After initial successes in the 1957 Corvette, Andy obtained sponsorship from a Los Angeles dealer, Harry Mann Chevrolet. The ’57 was followed by a ’58 and then a ’59. During those years, Andy was the California Sports Car Club Champion in his category. In the early sixties, he went to a Camaro for awhile, but then, in 1968, he bought a new Corvette and raced it for quite a few years. In 1978 and again in 1979, he won the SCCA National Championship. He also raced a sprint car and a stock car a few times.
At the professional level, Andy competed in some 40 TransAm events and more than 20 IMSA races, where, in 1993, he won several GTO events. In the TransAm, he finished in the top ten 13 times and twice was third overall.
In 1981, he went back to a Camaro and raced one ever since. He had raced every year—including the current one—since 1956. After 1985 he stopped competing in the SCCA Runoffs because the way they are presently constituted requires competitors to travel. “To be competitive at the Nationals,” Andy told me, “You have to be there for three weeks. That’s a lot of time and I don’t want to do that anymore.”
Competing in the western half of the U.S. in SCCA Nationals and Regionals, Porterfield won the Southern Pacific Division Championship an unprecedented 22 times. In 1978, he was voted the SCCA “Driver of the Year.” Andy drove my Devin SS in memory of his first pro drive for me at the Vintage Grand Prix in Palm Springs in 1985. Then, for a number of years, he drove a Devin SS at the Monterey Historics. The car was owned and entered by Dr. Mark Brinker of Houston, Texas.
During the seventies, Porterfield started to get active in club governance, serving on the California Sports Car Club Region Board for 16 years. He was the Regional Executive (president) for five years. In 1985, he was elected to the SCCA National Board where he served for 12 years. (The elected SCCA Board governs the organization; the president and other officers are hired help).
In 1985, SCCA started an ancillary spec-racer business called SCCA Enterprises. After considerable start-up problems, Andy was named Chairman of the Board. Initially, Enterprises sold Sports Renaults, but then Chrysler wanted out of racing and discontinued making the car, so Enterprises continued the project on its own.

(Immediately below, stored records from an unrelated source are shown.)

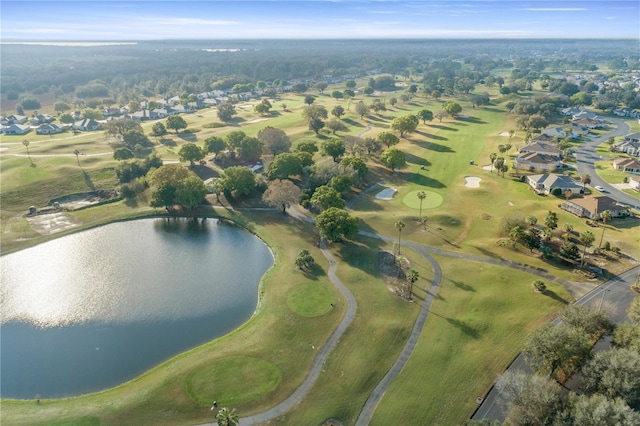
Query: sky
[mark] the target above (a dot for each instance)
(91, 20)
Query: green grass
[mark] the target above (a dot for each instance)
(471, 335)
(478, 322)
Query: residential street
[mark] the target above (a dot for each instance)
(586, 157)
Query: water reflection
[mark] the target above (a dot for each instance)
(124, 296)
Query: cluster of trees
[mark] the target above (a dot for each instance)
(610, 379)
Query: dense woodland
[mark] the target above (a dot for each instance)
(120, 73)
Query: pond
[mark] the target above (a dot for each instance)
(94, 309)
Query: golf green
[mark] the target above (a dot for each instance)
(311, 299)
(431, 201)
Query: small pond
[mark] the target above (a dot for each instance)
(94, 309)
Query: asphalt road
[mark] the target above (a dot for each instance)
(586, 157)
(614, 295)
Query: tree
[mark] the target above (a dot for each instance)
(175, 122)
(190, 152)
(555, 349)
(307, 146)
(605, 217)
(452, 108)
(122, 154)
(362, 109)
(614, 373)
(190, 192)
(405, 124)
(333, 147)
(412, 277)
(399, 226)
(214, 144)
(393, 158)
(338, 111)
(26, 144)
(551, 220)
(387, 139)
(597, 410)
(281, 194)
(421, 196)
(226, 417)
(76, 152)
(425, 115)
(237, 181)
(335, 224)
(326, 197)
(539, 285)
(158, 129)
(283, 166)
(634, 310)
(335, 125)
(533, 399)
(586, 238)
(226, 111)
(493, 156)
(304, 259)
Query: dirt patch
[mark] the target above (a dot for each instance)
(394, 273)
(51, 223)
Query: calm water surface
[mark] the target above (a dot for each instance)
(94, 309)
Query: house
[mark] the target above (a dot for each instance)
(49, 129)
(546, 183)
(629, 145)
(16, 129)
(541, 148)
(591, 207)
(88, 124)
(627, 165)
(536, 161)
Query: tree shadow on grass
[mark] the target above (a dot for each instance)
(552, 294)
(423, 180)
(470, 119)
(352, 122)
(443, 127)
(432, 146)
(431, 136)
(465, 328)
(463, 286)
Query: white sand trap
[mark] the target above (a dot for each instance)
(257, 120)
(472, 182)
(386, 194)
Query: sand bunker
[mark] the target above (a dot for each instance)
(472, 182)
(386, 194)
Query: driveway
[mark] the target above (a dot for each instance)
(586, 157)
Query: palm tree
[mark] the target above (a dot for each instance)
(226, 417)
(421, 195)
(586, 238)
(493, 157)
(585, 179)
(399, 225)
(412, 277)
(26, 145)
(605, 216)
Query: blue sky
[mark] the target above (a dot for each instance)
(266, 19)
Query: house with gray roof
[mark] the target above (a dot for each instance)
(546, 183)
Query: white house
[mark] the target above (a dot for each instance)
(16, 129)
(546, 183)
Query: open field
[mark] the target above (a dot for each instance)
(478, 321)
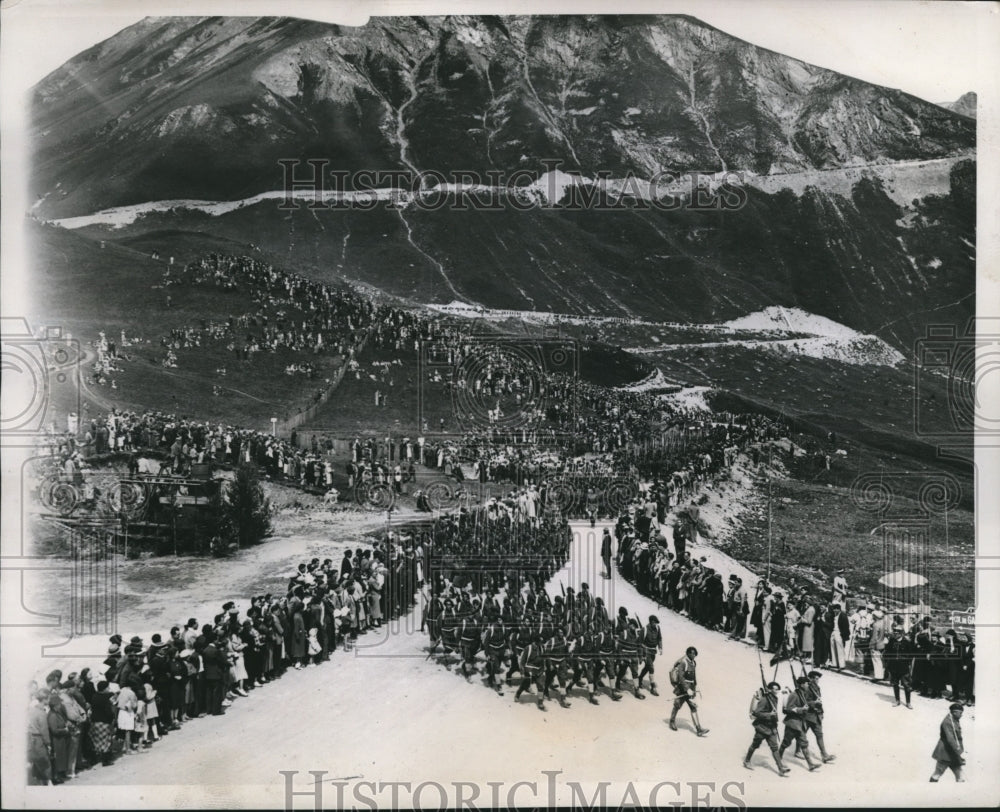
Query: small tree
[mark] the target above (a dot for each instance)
(242, 514)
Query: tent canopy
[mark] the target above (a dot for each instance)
(901, 579)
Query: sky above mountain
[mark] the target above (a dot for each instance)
(923, 48)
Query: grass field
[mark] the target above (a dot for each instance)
(817, 526)
(88, 288)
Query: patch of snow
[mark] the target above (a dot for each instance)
(653, 381)
(690, 397)
(792, 320)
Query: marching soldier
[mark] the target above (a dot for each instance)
(607, 660)
(495, 644)
(685, 681)
(764, 712)
(449, 628)
(629, 646)
(583, 660)
(556, 652)
(813, 716)
(519, 641)
(652, 642)
(795, 724)
(532, 670)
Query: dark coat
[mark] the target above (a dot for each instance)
(216, 664)
(297, 644)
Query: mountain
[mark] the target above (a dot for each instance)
(859, 200)
(965, 105)
(204, 108)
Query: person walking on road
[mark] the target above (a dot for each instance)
(684, 678)
(796, 707)
(764, 713)
(950, 751)
(606, 552)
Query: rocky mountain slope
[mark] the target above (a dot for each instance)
(964, 105)
(859, 200)
(204, 108)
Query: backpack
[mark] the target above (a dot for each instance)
(74, 713)
(759, 694)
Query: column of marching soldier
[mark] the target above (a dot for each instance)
(571, 639)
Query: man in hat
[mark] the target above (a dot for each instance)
(898, 656)
(606, 552)
(839, 588)
(813, 716)
(840, 632)
(876, 644)
(795, 709)
(684, 678)
(764, 713)
(949, 753)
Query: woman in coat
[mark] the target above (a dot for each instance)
(777, 641)
(807, 643)
(821, 635)
(39, 739)
(297, 648)
(102, 723)
(60, 733)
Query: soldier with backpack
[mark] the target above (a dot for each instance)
(764, 713)
(796, 707)
(652, 642)
(685, 681)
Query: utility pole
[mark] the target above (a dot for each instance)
(770, 449)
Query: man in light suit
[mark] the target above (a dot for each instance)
(949, 752)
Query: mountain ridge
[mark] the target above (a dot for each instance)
(626, 94)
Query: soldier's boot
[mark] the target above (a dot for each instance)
(813, 765)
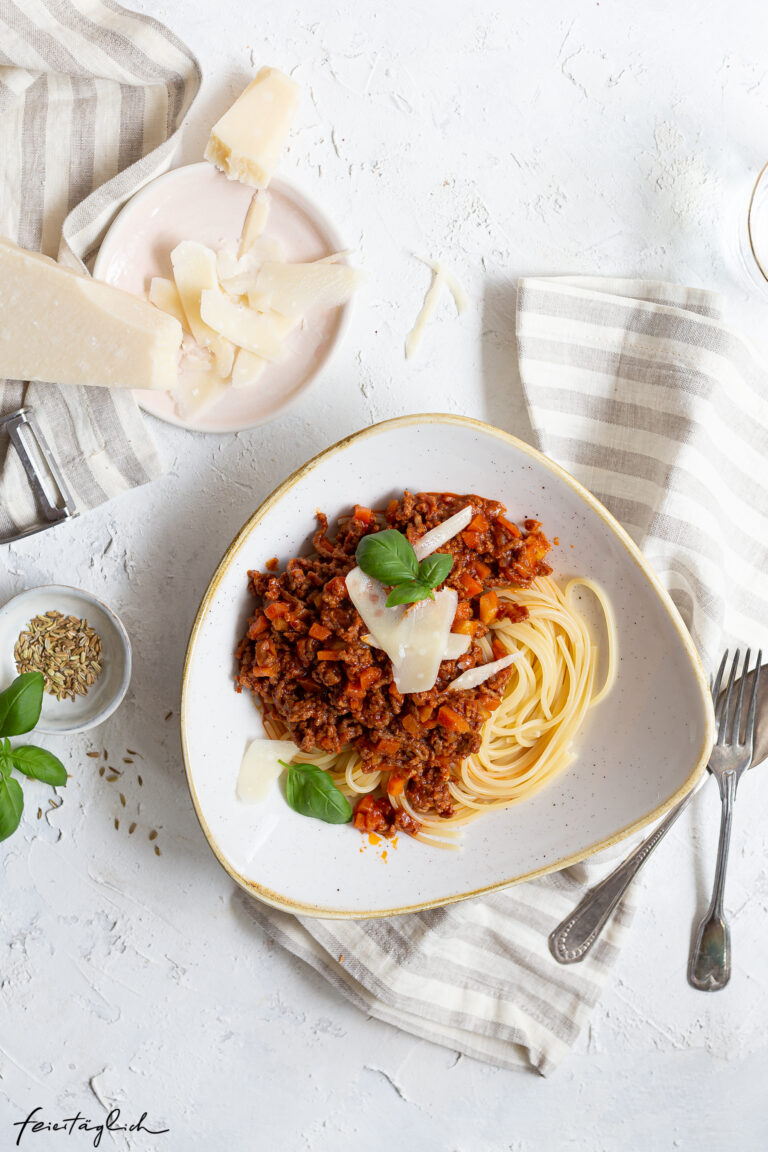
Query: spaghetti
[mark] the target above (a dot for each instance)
(529, 739)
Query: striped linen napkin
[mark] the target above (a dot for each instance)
(651, 401)
(91, 99)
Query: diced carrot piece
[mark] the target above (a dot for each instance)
(512, 529)
(369, 676)
(258, 626)
(488, 607)
(450, 719)
(411, 725)
(387, 747)
(471, 585)
(499, 649)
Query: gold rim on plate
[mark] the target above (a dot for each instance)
(287, 903)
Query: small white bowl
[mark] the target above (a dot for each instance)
(66, 717)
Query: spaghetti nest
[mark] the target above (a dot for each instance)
(424, 763)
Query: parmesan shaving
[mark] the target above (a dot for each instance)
(260, 767)
(474, 676)
(440, 275)
(415, 636)
(442, 533)
(427, 311)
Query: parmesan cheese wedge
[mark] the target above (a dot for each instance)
(260, 767)
(62, 327)
(256, 219)
(246, 328)
(195, 271)
(248, 369)
(293, 289)
(165, 295)
(248, 139)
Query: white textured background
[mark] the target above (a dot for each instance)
(545, 136)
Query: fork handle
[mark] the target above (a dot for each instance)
(709, 968)
(575, 935)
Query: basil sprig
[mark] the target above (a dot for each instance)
(389, 558)
(311, 791)
(20, 711)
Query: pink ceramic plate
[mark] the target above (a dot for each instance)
(199, 203)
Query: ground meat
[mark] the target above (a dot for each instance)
(304, 659)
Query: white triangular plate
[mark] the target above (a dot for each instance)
(640, 751)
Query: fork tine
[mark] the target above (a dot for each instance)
(749, 739)
(715, 689)
(725, 709)
(738, 713)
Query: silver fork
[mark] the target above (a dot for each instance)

Later, the engines were changed to Fords and the name was changed to Spec Racer Ford. In addition, Enterprises imports Van Diemans from England and installs Mazda engines. These are known as Formula Enterprise cars. The Formula SCCA series runs Spec Racer Fords. The success of Enterprises is largely due to Porterfield’s stewardship which continued until his death.

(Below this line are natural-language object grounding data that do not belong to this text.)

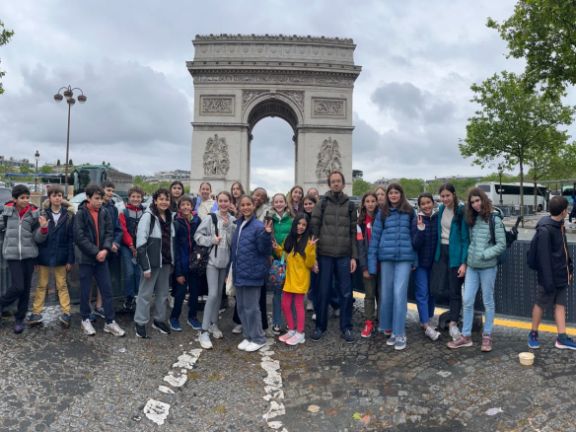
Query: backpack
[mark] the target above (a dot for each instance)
(532, 254)
(201, 254)
(511, 235)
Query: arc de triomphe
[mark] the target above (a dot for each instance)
(239, 80)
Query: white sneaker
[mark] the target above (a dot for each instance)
(296, 339)
(205, 341)
(216, 332)
(114, 329)
(242, 345)
(253, 346)
(432, 333)
(88, 328)
(454, 332)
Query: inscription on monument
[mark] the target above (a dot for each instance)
(329, 107)
(220, 105)
(329, 159)
(216, 157)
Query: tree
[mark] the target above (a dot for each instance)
(544, 32)
(360, 187)
(5, 36)
(515, 123)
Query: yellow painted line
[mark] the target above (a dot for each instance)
(502, 322)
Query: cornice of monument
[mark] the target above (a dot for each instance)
(280, 38)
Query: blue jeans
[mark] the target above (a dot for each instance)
(192, 285)
(132, 272)
(476, 278)
(424, 299)
(101, 273)
(340, 269)
(395, 277)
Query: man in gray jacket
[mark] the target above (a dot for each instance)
(334, 222)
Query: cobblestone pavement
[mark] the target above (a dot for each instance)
(53, 379)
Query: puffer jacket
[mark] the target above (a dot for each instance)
(554, 261)
(282, 226)
(393, 241)
(23, 234)
(251, 249)
(205, 234)
(86, 246)
(184, 231)
(424, 242)
(459, 237)
(482, 253)
(58, 249)
(336, 228)
(149, 242)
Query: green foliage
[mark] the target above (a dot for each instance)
(5, 36)
(543, 32)
(360, 187)
(515, 125)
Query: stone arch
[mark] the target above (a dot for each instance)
(241, 79)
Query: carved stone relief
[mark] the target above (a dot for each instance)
(329, 159)
(216, 157)
(219, 105)
(329, 107)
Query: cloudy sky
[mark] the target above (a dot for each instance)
(411, 100)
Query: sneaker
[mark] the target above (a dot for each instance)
(486, 343)
(348, 336)
(242, 345)
(175, 325)
(533, 340)
(65, 319)
(562, 342)
(253, 346)
(141, 331)
(87, 327)
(99, 312)
(34, 319)
(368, 329)
(287, 335)
(204, 340)
(461, 342)
(432, 333)
(296, 339)
(400, 343)
(316, 334)
(161, 327)
(216, 332)
(454, 332)
(18, 326)
(114, 329)
(194, 323)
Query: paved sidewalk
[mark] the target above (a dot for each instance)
(59, 380)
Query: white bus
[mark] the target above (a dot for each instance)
(511, 194)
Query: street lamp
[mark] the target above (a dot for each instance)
(68, 93)
(37, 157)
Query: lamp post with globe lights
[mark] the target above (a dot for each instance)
(68, 93)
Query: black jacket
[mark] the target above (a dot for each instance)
(85, 234)
(554, 262)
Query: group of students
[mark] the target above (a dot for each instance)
(309, 239)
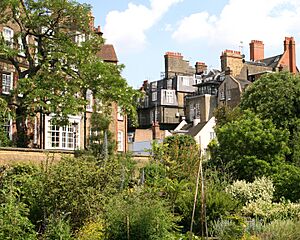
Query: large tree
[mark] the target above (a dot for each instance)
(249, 147)
(53, 52)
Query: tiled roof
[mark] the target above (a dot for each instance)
(107, 53)
(272, 61)
(267, 62)
(193, 131)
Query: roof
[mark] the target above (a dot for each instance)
(243, 82)
(272, 61)
(193, 131)
(267, 62)
(107, 53)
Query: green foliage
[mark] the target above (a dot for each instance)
(249, 147)
(231, 228)
(14, 222)
(219, 203)
(58, 228)
(276, 97)
(287, 182)
(134, 215)
(4, 113)
(281, 229)
(101, 143)
(225, 114)
(92, 230)
(179, 154)
(59, 70)
(259, 189)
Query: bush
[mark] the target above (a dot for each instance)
(279, 229)
(138, 216)
(232, 228)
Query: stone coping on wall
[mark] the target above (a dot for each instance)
(36, 150)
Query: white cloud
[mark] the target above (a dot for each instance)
(242, 20)
(127, 29)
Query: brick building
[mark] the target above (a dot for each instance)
(42, 133)
(241, 73)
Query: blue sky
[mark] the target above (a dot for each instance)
(143, 30)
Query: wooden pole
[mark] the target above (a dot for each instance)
(195, 199)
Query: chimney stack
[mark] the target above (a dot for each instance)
(289, 47)
(156, 135)
(200, 67)
(256, 50)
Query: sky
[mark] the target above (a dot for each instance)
(142, 31)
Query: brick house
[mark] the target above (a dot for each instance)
(164, 99)
(43, 134)
(240, 73)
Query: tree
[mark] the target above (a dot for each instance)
(276, 97)
(4, 113)
(249, 147)
(59, 67)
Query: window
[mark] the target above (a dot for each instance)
(21, 46)
(131, 137)
(169, 84)
(62, 137)
(185, 81)
(7, 82)
(154, 96)
(8, 35)
(222, 95)
(154, 86)
(6, 124)
(120, 116)
(89, 98)
(120, 141)
(197, 113)
(146, 101)
(192, 112)
(212, 135)
(228, 95)
(169, 96)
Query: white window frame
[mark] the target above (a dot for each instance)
(5, 86)
(21, 46)
(8, 35)
(222, 95)
(169, 96)
(62, 133)
(146, 101)
(120, 116)
(7, 126)
(80, 38)
(228, 94)
(212, 135)
(120, 141)
(185, 81)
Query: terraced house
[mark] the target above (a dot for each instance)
(34, 46)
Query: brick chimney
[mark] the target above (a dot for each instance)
(233, 60)
(256, 50)
(200, 67)
(156, 134)
(290, 50)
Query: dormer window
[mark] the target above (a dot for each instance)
(8, 35)
(79, 38)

When the Long Beach Grand Prix was established, course workers were supplied by the Cal Club. After some initial problems, Chris Pook asked Andy to take charge of the workers and he did so from then on. He was also in charge of workers at the California Speedway for certain events. Amazingly, Andy performed all of his club-related activities—including SCCA Enterprises as well as management of course workers—on a volunteer basis. His income was derived from investments and his brake business.

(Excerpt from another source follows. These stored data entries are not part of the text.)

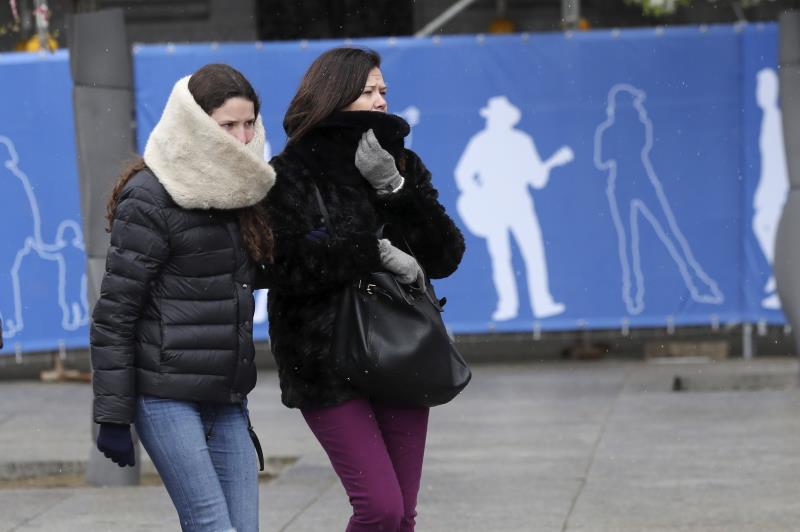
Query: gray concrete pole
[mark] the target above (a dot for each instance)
(100, 61)
(787, 244)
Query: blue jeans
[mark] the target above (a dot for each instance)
(206, 459)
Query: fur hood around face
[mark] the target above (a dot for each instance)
(200, 165)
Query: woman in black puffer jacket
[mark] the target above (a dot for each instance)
(342, 140)
(172, 334)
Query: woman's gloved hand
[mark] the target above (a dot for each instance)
(116, 443)
(377, 165)
(401, 264)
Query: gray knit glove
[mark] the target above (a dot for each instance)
(401, 264)
(377, 165)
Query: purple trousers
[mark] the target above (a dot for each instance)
(377, 452)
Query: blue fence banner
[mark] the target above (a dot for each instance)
(601, 180)
(42, 261)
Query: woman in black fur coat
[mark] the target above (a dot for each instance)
(342, 139)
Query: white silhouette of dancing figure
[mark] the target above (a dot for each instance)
(622, 149)
(493, 175)
(773, 184)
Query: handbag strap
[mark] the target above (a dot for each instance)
(323, 210)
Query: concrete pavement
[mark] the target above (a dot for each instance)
(594, 446)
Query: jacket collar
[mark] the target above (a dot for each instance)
(200, 165)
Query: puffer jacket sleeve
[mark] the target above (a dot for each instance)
(139, 247)
(414, 213)
(303, 266)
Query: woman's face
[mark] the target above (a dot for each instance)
(373, 97)
(237, 117)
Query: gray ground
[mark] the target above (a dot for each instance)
(595, 446)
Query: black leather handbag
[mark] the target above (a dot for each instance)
(390, 341)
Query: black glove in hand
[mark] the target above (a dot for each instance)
(377, 165)
(116, 443)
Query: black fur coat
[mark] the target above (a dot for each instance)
(306, 275)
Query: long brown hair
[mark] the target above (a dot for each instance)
(211, 86)
(333, 81)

At its annual convention in 2008 the SCCA presented Andy with the McGill Award for making the most significant contribution to the Club Racing Program. The following year, he received the Woolf Barnato Award for the most outstanding long-term contribution to the organization. This is the highest honor the club has to bestow.
Andy Porterfield made some truly significant contributions to motorsports. His brakes furnish products unavailable elsewhere, making safer those who use them. He has probably volunteered more time and effort than any other SCCA member without any expectation of material reward. SCCA Enterprises was on its way to failure until Andy took over. The Long Beach Grand Prix and the California Speedway also have benefited from his long-time expertise and leadership. To top it off, Andy raced in and won more SCCA events than any other member.